Support pure float16 add/sub/mul/div operations in the CUDA (and CPU) backend #1121

cmdr2 · 2025-02-24T07:49:05Z

This change increases the operator coverage for the float16 data type in the CUDA backend (for add/sub/mul/div).

At present, ggml requires the second tensor to be converted to float32, which doubles the VRAM requirement, and makes ggml a bit unintuitive. Especially since it's completely possible to add or multiply two float16 tensors in ggml.

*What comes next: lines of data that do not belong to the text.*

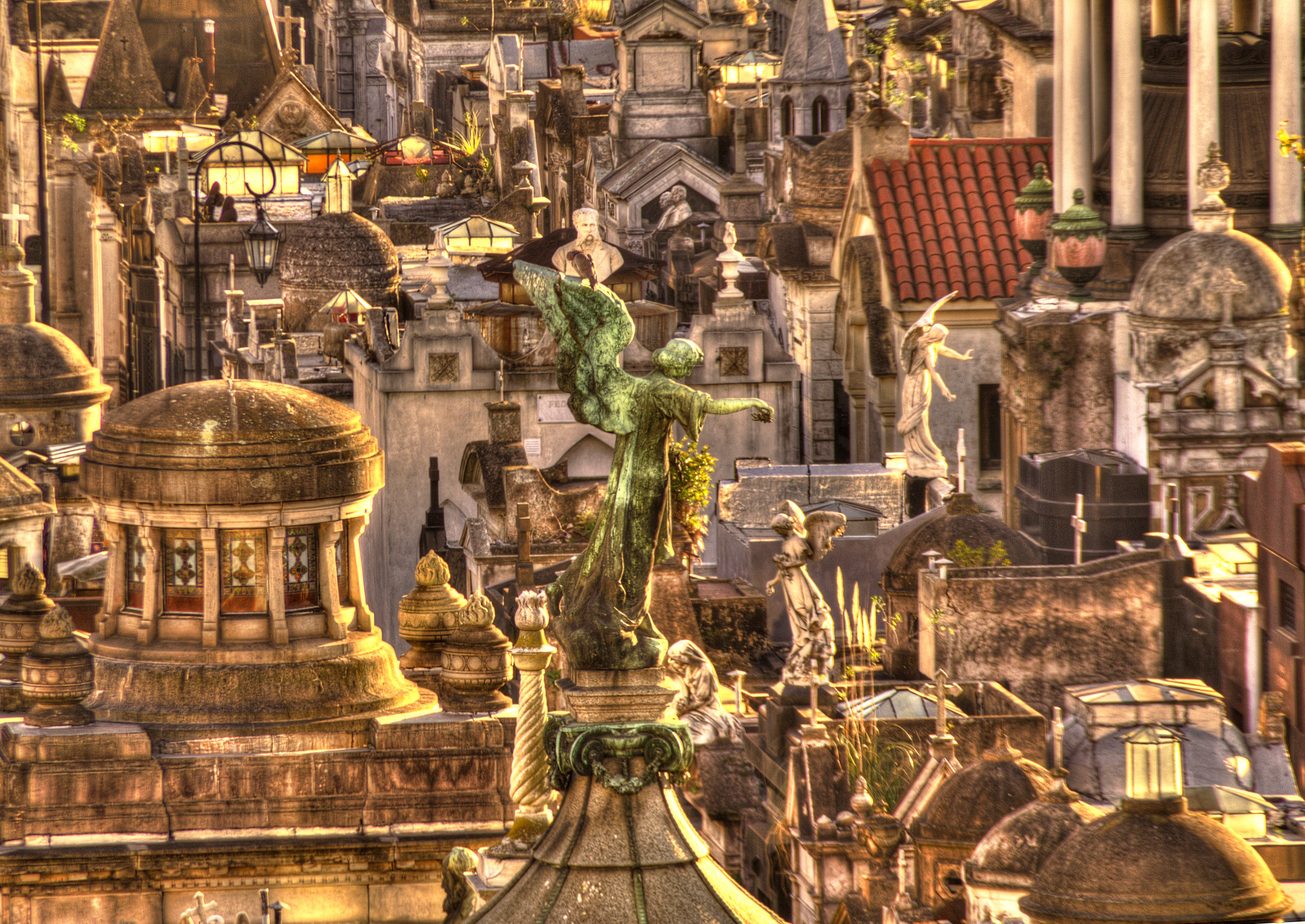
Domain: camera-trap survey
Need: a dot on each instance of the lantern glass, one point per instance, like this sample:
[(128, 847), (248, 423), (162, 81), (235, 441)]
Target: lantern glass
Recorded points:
[(263, 243), (1153, 759)]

float16 is fairly common for inference, and since ggml is a tensor library for ML, it's not uncommon to want to add or multiply two large tensors. Requiring the src1 tensor to be float32 doubles the VRAM requirement for that tensor.

I tested that this works (on my 3060 12 GB), has half the peak VRAM usage (compared to float32+float32 ops), is decently faster than float32+float32 addition. Also test-backend-ops continues to pass.

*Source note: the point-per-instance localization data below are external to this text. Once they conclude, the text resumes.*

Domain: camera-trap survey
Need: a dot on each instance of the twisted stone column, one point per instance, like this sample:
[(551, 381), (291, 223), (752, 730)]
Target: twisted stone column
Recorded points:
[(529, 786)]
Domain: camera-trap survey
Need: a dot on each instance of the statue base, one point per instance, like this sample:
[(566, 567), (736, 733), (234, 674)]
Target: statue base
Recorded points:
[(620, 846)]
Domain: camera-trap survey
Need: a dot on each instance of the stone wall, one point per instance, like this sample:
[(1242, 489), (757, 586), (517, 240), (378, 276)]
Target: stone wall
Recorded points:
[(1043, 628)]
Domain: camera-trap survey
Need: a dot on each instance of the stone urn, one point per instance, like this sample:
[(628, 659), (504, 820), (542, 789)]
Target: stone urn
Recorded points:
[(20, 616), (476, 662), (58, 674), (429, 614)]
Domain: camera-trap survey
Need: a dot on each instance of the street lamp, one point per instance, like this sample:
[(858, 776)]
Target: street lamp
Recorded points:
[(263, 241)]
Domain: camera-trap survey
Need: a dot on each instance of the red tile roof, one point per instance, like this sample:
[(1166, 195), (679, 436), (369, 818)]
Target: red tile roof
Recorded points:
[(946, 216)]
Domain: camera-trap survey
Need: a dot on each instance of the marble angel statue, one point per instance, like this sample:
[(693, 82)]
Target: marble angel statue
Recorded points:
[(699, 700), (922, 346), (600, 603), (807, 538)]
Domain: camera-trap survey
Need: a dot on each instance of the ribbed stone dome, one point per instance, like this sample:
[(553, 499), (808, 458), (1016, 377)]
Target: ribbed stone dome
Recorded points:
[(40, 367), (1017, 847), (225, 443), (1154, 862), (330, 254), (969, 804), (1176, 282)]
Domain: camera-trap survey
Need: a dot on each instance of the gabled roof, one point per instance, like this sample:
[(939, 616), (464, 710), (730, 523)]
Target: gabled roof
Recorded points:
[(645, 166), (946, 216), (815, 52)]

Example program for float16 addition, Example program for float32 addition.

Related issue: #455

For example, ggml_mul currently also works with just F32 input, which prevents from having 1D F16 norm tensors. This is not a huge drawback since these tensors are usually small, but would be nice to also support F16.

Thanks!
PS: I'm new to ggml, apologies if I missed something obvious! Happy to fix.

…kend

JohannesGaessler

If at all possible, please also add a CPU implementation and a test case for test-backend-ops to assert that the implementations are consistent.

cmdr2 · 2025-02-24T12:39:20Z

@JohannesGaessler Thanks, no problem. It looks like the current CPU implementation for fp16 addition isn't working correctly when adding a N-sized tensor with a single element tensor.

Also, I had to change the initial assert to match what the f32 CPU implementation does (can_repeat instead of same_shape), otherwise it would fail to run several test cases.

For e.g. this test produces incorrect values on the CPU: ADD(type=f16,ne=[1,1,1,1],nr=[32,1,1,1]). I printed the computed values, and the CUDA backend values are correct, while the CPU values are incorrect.

So I'm not sure if fp16 addition is actually used with the CPU backend right now. But I'll dig further into why the CPU implementation for fp16 isn't giving correct responses.

WilliamTambellini · 2025-02-24T17:49:46Z

@cmdr2 tks. We are interested by that PR.

cmdr2 · 2025-02-25T09:38:26Z

@JohannesGaessler I've added fp16 op support for add/sub/mul/div on the CPU backend as well. Also added test cases in test-backend-ops.

test-backend-ops passes.

Can you please take a look when you get a chance? Thanks!

cmdr2 · 2025-02-25T09:47:11Z

As a side note, since I saw a plan to refactor ggml-cpu.c - it would really help if it was written as a cpp file, since we could use function templates to cut down a huge number of redundant lines of code. Maybe that's already the plan?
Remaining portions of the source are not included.